The house said earlier there were expectations that resin prices will start falling in the third quarter of this year. But now it is expected to plateau and gradually fall sooner than expected.
It is of the view that resin prices are likely to remain elevated for some time as the months-long disruption has left deep deficits throughout the global supply chain, it adds.
Resin cost for this year is expected at between US$1,100 (RM4,510) and US$1,200 (RM4,920) per metric tonne. This is marginally below the year to date average of US$1,150 per metric tonne to US$1,300 per metric tonne.
The house has a “neutral stand” on the sector and expects revenues to rise across the board.

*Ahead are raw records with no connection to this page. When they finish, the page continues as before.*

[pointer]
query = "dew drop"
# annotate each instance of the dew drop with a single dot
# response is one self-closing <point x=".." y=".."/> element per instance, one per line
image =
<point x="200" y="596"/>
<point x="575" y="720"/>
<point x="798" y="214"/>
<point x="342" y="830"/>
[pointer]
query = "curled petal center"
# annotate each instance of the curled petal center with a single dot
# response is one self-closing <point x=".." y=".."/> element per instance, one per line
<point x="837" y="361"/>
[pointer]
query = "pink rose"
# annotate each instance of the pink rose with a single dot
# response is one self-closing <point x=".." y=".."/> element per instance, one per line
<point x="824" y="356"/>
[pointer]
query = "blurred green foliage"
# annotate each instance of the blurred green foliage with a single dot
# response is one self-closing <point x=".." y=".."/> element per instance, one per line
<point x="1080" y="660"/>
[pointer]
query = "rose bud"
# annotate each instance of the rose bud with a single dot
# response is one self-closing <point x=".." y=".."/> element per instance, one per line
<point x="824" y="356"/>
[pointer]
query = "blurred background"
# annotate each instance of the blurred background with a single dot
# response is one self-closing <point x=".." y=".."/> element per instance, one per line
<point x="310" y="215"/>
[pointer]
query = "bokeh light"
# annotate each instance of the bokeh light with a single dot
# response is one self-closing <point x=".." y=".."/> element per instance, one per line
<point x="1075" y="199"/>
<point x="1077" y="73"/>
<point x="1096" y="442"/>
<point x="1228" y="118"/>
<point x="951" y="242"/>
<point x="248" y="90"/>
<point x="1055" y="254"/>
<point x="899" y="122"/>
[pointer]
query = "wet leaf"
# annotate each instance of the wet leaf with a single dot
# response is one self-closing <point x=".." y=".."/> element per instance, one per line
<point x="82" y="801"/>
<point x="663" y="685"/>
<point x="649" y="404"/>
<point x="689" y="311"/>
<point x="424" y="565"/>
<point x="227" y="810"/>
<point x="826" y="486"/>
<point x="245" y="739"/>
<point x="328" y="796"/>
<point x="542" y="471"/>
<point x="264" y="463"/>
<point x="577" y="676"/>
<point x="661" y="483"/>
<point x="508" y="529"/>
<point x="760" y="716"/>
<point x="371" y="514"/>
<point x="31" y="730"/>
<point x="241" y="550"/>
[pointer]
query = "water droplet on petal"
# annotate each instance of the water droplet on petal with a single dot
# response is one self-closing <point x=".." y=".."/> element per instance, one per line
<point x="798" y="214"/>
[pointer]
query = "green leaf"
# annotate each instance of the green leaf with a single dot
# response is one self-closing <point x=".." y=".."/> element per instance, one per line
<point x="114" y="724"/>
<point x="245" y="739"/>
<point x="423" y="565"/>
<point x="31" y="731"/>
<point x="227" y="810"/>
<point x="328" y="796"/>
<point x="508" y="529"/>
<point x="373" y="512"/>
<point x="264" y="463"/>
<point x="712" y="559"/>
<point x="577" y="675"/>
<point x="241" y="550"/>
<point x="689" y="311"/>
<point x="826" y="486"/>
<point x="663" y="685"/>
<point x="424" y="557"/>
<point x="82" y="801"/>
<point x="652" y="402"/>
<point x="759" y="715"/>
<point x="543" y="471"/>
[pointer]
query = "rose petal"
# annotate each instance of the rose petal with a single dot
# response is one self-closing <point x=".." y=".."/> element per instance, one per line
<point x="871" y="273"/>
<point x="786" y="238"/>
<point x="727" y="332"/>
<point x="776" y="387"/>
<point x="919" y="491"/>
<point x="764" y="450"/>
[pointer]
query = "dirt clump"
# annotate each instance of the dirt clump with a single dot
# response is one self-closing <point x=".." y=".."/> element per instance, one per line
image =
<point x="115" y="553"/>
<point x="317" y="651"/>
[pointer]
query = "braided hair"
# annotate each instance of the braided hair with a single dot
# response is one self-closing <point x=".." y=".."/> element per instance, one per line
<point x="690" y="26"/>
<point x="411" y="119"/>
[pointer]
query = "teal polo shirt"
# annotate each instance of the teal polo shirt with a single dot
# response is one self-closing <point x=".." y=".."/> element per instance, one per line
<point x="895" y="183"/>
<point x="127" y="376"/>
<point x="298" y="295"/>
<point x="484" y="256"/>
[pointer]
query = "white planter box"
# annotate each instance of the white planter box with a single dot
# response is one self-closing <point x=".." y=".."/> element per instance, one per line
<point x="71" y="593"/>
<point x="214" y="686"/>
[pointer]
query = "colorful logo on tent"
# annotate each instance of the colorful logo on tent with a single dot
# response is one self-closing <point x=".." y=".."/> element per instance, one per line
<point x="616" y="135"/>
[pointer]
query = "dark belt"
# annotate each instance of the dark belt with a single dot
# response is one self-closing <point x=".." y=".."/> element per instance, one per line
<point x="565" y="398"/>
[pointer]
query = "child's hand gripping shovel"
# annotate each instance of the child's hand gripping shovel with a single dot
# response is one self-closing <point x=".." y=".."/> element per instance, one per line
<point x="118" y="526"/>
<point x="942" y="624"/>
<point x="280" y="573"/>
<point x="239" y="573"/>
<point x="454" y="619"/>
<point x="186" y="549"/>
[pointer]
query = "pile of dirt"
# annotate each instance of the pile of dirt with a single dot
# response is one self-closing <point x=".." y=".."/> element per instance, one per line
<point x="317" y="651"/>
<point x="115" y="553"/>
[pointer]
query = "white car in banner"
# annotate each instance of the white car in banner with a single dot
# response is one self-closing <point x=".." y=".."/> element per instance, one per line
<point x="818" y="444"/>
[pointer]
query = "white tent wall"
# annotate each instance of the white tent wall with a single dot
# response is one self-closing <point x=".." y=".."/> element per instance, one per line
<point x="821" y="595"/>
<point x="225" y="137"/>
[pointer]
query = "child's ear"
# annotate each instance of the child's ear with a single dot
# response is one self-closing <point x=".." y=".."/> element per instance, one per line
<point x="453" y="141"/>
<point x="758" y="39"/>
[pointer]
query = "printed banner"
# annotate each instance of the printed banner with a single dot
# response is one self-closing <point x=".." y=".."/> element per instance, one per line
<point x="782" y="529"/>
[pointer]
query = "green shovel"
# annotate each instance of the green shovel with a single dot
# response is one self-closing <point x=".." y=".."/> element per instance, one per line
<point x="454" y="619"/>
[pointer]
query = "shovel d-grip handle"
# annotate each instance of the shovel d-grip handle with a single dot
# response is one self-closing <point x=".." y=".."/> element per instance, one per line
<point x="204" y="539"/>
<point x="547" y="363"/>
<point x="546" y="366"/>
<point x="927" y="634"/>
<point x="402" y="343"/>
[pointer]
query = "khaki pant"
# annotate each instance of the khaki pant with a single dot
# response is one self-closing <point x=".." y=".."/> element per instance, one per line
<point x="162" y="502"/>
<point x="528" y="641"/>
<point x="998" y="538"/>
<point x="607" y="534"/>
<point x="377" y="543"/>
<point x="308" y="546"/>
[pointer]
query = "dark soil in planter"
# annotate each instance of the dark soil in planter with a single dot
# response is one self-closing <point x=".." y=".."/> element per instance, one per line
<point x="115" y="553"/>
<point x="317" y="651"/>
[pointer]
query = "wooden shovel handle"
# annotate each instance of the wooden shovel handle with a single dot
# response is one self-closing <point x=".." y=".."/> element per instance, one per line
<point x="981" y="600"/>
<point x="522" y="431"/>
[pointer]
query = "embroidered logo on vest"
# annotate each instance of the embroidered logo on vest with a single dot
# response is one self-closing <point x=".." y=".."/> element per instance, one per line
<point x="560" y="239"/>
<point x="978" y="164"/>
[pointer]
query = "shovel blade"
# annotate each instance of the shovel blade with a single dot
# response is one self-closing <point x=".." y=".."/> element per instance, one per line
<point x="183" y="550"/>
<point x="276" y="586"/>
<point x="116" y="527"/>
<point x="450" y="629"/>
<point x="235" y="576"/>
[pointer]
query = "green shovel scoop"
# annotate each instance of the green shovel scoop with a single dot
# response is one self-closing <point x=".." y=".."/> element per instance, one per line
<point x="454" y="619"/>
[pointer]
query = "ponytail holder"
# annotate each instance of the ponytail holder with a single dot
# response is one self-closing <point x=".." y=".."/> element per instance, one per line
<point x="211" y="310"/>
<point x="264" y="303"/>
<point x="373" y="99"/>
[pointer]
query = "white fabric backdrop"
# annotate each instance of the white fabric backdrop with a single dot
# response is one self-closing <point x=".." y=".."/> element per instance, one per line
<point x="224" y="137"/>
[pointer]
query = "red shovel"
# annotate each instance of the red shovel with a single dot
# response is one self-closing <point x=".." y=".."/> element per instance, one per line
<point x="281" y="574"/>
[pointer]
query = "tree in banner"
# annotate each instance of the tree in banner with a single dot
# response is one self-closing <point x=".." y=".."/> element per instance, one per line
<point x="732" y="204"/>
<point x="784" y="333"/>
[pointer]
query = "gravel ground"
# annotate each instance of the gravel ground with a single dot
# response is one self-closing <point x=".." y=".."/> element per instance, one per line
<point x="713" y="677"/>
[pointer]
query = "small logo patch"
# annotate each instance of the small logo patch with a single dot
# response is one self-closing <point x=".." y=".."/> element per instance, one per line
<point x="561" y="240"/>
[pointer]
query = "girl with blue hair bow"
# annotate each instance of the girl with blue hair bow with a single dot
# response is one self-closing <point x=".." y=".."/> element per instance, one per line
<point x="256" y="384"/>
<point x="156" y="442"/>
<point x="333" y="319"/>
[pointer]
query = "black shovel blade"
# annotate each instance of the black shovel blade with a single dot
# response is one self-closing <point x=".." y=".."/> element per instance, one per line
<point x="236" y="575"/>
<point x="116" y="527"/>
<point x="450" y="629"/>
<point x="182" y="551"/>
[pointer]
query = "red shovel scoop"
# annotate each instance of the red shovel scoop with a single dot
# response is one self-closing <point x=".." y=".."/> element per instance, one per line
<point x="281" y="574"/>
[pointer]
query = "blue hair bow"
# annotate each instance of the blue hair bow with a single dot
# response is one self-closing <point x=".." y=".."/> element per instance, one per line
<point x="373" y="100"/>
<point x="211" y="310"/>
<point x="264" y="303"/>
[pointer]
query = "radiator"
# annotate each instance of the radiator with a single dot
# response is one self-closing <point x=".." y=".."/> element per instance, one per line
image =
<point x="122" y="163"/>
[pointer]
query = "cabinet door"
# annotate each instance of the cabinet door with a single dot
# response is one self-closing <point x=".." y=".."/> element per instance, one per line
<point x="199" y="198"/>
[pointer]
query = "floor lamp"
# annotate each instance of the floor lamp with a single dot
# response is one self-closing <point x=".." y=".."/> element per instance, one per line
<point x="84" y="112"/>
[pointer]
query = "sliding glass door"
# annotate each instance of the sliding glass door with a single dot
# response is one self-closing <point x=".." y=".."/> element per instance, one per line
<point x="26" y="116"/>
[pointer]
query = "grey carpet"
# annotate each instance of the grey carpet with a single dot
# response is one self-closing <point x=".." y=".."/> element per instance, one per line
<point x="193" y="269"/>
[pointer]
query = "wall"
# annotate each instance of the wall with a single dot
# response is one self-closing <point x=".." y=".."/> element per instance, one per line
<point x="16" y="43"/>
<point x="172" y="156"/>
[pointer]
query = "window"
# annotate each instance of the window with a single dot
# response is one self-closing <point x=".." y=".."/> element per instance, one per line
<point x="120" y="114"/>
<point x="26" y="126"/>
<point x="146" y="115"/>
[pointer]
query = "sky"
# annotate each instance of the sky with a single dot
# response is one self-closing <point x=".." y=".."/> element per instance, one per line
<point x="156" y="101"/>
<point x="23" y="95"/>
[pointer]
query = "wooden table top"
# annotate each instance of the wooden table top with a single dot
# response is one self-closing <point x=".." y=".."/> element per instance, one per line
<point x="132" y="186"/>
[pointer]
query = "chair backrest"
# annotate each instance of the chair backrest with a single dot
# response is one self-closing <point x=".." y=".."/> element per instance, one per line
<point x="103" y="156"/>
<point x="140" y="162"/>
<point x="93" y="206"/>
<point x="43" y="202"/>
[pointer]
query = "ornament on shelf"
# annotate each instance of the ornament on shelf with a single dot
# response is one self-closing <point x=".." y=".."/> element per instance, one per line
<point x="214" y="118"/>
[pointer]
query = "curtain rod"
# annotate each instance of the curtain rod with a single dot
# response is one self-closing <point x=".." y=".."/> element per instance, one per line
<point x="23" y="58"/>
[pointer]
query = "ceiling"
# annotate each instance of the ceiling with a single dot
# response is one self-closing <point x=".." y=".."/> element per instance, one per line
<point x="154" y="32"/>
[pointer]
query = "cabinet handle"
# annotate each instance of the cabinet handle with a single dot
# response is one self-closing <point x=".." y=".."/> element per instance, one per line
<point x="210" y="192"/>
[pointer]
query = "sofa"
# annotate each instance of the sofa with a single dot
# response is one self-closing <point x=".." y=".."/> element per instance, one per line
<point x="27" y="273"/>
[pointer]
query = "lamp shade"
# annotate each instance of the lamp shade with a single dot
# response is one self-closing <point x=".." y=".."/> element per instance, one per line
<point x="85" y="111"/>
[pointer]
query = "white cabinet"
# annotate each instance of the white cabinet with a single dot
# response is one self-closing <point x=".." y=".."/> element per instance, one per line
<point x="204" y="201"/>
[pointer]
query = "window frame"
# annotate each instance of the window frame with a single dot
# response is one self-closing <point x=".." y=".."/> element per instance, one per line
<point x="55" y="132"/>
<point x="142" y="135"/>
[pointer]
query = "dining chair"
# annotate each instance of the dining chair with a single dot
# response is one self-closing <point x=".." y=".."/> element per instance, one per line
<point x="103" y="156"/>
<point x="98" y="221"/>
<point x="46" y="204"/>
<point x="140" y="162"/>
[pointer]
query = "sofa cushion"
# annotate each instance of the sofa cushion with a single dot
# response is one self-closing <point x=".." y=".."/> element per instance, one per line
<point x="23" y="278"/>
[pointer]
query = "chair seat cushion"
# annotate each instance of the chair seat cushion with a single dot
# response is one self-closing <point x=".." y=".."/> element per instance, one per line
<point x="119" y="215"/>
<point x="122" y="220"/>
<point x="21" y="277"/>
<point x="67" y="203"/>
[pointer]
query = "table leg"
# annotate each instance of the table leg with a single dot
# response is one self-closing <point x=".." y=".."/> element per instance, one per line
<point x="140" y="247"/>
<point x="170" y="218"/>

This will be led by higher production volume from recovering global demand, and higher average selling prices.
However, it said that Thong Guan and SCGM Bhd tend to have weaker February sales due to the Chinese New Year holidays.
It expects margins to at least remain stable relative to the fourth quarter of 2020 as they pass on their higher costs.
“Thus, we are expecting flat to marginal quarter-on-quarter growth in their bottom lines, ’’ Kenanga said.
It has a “outperform’’ call on both Thong Guan and SCGM with a target price (TP) of RM3 and RM2.62 a share respectively..
It cited risks to its call that include higher/lower-than-expected demand for plastic products, especially from importing countries, higher-than-expected resin prices, and a sector re-rating due to macroeconomic factors.